As the concept of financial management is deeply rooted in the hearts of the people, more and more people are joining the investment army. Many novice investors do not know the investment situation very well. For example, is it good to raise a fund card? Such a question.

Is it a good thing for the fund to raise its name?

Data from the Private Equity Ranking Network shows that among the leading products in the performance of stock strategy private equity products in the first three quarters of this year, two unique brand-name funds managed by Guangdong New Value Investment Luo Weiguang, Zhuotai Sunshine, ranked No. 1 , Sunshine’s No. 1 performance was outstanding.

In the context of tightened supervision, it has been found that private equity institutions that were originally keen on raising cards and speculating on shells have begun to gradually withdraw from some shell companies. At the same time, their attitudes towards the media have also undergone subtle changes. Many people are reluctant to mention shell stocks anymore, which is far different from the previous situation where they spent huge sums of money to buy shell stocks and raised their cards in a high-profile manner. Industry insiders believe that the main reason behind this is that the regulatory environment has changed, and the arbitrage space for shell speculation has become smaller.

At the same time, there has been a delay in the injection of high-quality assets, and the pressure on customers is not small. Private equity believes that since the demand for shell resources is still strong, investing in shell stocks will still be a good business in the future, but attention must be paid to selecting high-quality targets to avoid regulatory risks.

Is raising a sign a good thing or a bad thing?

Publishing and speculating on shells is an obvious form of institutional arbitrage, which is not based on corporate value. From a regulatory perspective, this investment strategy may be severely impacted. However, some people in the industry said that if private equity can truly find shell stocks with investment value, there will still be greater room for profit in the future.

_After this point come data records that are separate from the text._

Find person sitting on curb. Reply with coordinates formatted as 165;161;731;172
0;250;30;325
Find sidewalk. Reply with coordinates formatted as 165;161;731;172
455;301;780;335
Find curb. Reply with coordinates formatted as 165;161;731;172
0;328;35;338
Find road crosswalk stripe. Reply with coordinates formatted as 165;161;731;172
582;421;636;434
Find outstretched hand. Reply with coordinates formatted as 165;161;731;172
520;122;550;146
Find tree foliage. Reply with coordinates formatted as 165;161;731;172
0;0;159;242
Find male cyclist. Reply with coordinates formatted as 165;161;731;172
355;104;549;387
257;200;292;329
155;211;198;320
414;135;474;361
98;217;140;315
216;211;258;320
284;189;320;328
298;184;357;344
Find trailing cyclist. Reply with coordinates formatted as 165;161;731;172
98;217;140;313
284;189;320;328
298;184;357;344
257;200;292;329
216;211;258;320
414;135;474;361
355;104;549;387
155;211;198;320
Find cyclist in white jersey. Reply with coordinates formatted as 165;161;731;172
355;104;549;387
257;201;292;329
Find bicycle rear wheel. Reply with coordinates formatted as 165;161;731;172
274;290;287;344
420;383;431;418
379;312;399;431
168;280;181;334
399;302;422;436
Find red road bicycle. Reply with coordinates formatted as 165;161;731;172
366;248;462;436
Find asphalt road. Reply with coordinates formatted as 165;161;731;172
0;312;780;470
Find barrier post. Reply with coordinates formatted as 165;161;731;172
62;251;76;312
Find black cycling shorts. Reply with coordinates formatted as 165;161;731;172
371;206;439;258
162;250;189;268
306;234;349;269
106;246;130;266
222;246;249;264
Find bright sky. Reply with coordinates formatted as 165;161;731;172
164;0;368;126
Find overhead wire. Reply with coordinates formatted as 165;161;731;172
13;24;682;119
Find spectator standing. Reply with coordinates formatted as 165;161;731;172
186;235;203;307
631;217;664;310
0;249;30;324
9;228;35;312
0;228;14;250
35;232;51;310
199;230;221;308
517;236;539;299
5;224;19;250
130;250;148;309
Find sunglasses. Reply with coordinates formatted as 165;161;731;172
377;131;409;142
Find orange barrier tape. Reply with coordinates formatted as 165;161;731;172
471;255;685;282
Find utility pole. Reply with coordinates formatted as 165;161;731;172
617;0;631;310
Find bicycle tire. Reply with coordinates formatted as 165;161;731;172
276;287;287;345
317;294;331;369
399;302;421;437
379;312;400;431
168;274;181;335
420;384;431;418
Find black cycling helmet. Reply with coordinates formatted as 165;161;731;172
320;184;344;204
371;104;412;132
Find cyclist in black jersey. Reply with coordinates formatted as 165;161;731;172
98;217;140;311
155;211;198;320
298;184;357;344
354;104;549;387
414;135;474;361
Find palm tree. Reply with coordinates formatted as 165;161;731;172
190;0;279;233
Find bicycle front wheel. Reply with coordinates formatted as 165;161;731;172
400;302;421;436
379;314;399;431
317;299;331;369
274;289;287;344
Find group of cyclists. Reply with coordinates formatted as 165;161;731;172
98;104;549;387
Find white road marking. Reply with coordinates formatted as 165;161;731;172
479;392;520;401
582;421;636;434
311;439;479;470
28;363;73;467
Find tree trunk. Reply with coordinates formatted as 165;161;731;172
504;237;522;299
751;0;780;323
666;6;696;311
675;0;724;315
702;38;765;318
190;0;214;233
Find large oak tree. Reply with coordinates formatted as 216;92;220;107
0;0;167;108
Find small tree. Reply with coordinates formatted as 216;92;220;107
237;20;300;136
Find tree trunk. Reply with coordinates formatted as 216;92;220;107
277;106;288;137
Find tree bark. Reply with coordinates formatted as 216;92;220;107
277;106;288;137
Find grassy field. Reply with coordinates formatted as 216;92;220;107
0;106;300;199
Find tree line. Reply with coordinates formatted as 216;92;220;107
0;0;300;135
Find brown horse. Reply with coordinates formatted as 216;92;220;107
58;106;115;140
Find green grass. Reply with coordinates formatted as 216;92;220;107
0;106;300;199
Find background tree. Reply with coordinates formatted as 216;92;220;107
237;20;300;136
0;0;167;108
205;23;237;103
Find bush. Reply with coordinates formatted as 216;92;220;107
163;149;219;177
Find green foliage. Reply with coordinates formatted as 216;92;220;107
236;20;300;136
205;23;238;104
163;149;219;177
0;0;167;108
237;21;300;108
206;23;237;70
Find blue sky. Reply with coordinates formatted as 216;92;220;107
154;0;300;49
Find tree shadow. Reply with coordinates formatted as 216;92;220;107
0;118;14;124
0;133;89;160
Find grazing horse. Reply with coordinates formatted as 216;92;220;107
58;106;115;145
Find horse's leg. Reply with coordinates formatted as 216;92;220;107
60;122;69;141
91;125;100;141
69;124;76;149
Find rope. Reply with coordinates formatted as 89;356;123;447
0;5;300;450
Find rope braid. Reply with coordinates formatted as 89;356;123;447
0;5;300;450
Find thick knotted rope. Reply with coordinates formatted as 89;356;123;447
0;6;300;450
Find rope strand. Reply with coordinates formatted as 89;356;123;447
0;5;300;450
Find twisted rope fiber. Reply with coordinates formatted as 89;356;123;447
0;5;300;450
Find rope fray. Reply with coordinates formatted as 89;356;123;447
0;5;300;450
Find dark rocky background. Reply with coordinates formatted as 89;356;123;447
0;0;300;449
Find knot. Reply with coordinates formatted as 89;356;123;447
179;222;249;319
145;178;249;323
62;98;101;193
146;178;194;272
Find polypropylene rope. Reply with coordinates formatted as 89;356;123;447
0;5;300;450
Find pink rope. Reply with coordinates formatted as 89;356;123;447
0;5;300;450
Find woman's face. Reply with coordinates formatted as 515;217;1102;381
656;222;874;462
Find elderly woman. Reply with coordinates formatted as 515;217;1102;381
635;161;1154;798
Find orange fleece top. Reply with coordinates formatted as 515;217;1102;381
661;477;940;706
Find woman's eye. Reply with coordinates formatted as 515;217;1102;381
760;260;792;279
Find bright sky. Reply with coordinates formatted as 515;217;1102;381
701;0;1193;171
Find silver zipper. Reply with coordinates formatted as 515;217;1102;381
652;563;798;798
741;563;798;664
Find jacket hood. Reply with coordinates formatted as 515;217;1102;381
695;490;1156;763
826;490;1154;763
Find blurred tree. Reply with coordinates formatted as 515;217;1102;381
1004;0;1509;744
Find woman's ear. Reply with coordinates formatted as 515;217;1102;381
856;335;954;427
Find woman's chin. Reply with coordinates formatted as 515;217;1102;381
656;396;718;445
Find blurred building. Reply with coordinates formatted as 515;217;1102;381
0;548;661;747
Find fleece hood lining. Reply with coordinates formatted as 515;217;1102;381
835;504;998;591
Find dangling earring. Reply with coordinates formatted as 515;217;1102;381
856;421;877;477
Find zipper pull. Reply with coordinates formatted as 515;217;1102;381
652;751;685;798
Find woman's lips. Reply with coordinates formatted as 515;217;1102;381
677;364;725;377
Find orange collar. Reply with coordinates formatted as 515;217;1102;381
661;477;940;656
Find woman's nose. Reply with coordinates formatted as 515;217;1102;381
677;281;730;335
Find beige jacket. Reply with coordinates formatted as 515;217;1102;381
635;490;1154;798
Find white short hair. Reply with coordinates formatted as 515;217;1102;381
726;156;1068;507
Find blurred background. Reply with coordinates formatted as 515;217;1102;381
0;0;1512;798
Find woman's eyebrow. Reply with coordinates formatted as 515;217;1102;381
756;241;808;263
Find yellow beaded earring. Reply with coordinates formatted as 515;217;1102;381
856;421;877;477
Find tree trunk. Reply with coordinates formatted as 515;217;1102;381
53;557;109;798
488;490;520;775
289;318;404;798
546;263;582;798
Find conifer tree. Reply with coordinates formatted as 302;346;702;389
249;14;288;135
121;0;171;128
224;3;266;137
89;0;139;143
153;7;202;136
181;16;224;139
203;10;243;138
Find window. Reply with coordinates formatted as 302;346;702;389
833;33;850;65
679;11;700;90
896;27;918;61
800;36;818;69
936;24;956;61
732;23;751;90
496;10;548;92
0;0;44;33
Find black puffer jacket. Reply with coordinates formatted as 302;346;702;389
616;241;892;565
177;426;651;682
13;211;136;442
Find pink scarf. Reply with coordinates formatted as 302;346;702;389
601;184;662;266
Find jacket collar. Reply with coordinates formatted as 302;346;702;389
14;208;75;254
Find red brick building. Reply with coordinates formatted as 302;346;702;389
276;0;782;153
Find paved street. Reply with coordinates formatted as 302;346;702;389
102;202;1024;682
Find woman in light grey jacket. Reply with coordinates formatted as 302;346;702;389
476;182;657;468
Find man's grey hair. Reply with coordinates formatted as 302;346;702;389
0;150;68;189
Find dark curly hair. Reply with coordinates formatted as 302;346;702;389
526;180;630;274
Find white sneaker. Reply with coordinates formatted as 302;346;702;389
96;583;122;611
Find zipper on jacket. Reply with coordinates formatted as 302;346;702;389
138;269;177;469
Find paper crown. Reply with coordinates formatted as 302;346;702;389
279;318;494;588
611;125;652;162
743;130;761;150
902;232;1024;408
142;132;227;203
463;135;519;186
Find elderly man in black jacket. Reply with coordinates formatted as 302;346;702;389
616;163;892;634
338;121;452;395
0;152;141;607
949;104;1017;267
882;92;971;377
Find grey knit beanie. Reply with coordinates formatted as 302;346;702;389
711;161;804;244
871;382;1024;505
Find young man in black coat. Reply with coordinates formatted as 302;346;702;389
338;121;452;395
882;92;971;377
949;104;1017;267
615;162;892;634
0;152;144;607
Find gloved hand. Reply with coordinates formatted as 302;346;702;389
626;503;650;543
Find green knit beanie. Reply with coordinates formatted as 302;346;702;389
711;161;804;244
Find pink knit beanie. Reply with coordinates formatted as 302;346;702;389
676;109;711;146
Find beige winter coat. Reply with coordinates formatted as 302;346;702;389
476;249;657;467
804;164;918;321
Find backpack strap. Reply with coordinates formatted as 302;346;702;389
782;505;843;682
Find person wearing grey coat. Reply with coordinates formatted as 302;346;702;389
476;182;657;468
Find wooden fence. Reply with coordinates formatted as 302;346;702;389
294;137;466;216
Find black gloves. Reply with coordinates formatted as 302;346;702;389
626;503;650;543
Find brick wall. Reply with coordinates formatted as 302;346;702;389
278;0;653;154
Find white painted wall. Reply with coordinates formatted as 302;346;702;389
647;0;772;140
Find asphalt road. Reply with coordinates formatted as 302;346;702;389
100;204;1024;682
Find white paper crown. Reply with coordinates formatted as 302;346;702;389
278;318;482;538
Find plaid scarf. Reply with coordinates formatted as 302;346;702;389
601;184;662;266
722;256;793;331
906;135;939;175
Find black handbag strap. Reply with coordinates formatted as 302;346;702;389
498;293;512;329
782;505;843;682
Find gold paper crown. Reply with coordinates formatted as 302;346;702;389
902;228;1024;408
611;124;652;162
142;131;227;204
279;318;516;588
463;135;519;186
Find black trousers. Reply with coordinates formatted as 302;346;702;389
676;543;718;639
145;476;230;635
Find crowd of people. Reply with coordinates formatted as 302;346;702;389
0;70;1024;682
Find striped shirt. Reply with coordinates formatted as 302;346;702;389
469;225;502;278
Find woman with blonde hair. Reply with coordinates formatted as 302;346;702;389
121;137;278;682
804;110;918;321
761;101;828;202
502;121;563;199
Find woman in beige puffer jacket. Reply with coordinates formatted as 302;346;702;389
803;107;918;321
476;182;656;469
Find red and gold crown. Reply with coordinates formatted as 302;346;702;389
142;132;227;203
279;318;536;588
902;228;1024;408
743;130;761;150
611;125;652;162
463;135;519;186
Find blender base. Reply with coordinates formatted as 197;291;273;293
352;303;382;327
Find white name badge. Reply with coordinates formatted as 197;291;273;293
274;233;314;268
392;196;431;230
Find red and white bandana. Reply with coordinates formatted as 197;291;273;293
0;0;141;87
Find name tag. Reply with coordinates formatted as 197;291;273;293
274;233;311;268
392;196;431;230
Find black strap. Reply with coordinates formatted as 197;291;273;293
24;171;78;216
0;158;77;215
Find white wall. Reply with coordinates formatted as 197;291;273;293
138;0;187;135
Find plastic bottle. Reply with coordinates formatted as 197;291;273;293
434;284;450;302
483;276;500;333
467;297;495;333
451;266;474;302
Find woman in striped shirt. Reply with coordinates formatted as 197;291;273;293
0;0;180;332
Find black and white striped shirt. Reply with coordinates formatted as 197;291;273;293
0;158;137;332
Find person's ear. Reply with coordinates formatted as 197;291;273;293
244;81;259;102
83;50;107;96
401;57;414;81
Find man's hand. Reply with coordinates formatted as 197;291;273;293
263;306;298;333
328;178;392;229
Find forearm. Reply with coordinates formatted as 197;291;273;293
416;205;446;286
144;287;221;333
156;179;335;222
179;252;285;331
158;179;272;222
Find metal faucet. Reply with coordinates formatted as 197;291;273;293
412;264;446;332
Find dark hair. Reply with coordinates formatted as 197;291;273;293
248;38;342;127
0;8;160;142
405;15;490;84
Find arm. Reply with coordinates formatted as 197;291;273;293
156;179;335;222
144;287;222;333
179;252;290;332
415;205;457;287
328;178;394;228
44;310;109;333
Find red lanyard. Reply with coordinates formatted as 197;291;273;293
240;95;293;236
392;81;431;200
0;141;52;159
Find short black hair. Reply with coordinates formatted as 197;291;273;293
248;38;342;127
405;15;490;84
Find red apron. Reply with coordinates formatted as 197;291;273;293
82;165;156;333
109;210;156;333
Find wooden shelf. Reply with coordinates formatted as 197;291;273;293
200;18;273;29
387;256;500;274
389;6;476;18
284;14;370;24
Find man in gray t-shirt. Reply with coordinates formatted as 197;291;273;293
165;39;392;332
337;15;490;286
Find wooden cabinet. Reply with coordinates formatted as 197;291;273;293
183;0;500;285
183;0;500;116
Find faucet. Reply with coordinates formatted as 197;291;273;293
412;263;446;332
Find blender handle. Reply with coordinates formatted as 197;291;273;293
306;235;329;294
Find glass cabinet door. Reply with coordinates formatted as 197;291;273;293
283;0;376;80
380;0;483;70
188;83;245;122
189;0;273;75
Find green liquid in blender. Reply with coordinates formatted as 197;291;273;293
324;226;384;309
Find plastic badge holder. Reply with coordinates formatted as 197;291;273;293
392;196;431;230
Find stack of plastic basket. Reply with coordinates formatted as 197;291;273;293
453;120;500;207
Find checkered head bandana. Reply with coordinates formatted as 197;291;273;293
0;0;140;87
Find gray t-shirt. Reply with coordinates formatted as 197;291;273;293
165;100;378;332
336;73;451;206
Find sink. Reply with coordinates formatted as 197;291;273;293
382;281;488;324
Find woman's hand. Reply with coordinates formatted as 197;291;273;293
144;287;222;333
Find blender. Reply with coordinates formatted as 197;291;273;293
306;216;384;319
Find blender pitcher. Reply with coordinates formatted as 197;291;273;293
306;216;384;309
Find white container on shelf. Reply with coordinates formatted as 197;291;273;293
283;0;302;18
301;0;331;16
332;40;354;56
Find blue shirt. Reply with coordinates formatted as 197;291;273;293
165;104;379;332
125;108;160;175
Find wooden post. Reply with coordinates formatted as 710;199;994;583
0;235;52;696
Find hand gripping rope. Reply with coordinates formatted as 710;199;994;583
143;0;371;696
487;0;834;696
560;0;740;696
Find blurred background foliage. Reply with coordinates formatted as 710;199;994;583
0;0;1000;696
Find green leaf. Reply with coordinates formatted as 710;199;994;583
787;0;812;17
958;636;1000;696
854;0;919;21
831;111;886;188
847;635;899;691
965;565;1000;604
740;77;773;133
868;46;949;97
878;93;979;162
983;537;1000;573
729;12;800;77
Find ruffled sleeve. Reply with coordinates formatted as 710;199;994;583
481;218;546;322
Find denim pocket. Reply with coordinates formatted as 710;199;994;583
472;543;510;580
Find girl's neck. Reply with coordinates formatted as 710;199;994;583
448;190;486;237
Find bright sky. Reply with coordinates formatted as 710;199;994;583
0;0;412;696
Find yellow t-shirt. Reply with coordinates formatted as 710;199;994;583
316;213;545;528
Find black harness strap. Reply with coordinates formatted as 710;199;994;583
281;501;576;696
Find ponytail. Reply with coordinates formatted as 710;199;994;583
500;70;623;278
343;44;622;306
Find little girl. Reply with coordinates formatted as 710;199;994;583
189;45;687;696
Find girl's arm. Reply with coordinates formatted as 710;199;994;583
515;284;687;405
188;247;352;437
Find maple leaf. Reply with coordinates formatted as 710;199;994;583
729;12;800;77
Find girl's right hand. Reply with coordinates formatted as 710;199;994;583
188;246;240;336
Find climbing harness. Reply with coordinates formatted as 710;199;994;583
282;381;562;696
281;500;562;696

Judging from the current mainstream investment strategies of private equity, there are both value investments and speculative arbitrage. However, under the current market conditions, we want to find companies that are more reasonable in terms of valuation and growth. Enterprises are more difficult, so some private equity firms will seize gaming opportunities if they want to earn excess expected annualized returns. "The Chinese market provides this kind of institutional arbitrage opportunity. Some companies will perform better under the expectation of restructuring. It is understandable for private equity to adopt this strategy. It's just that we are valueists and are not very good at seizing such opportunities, so now we Take a break and do more research.”

A private equity person also reminded that this type of strategy may cause the net value of related products to fluctuate greatly. Some private equity investments tend to be more risky. From a customer perspective, Need to be treated with caution.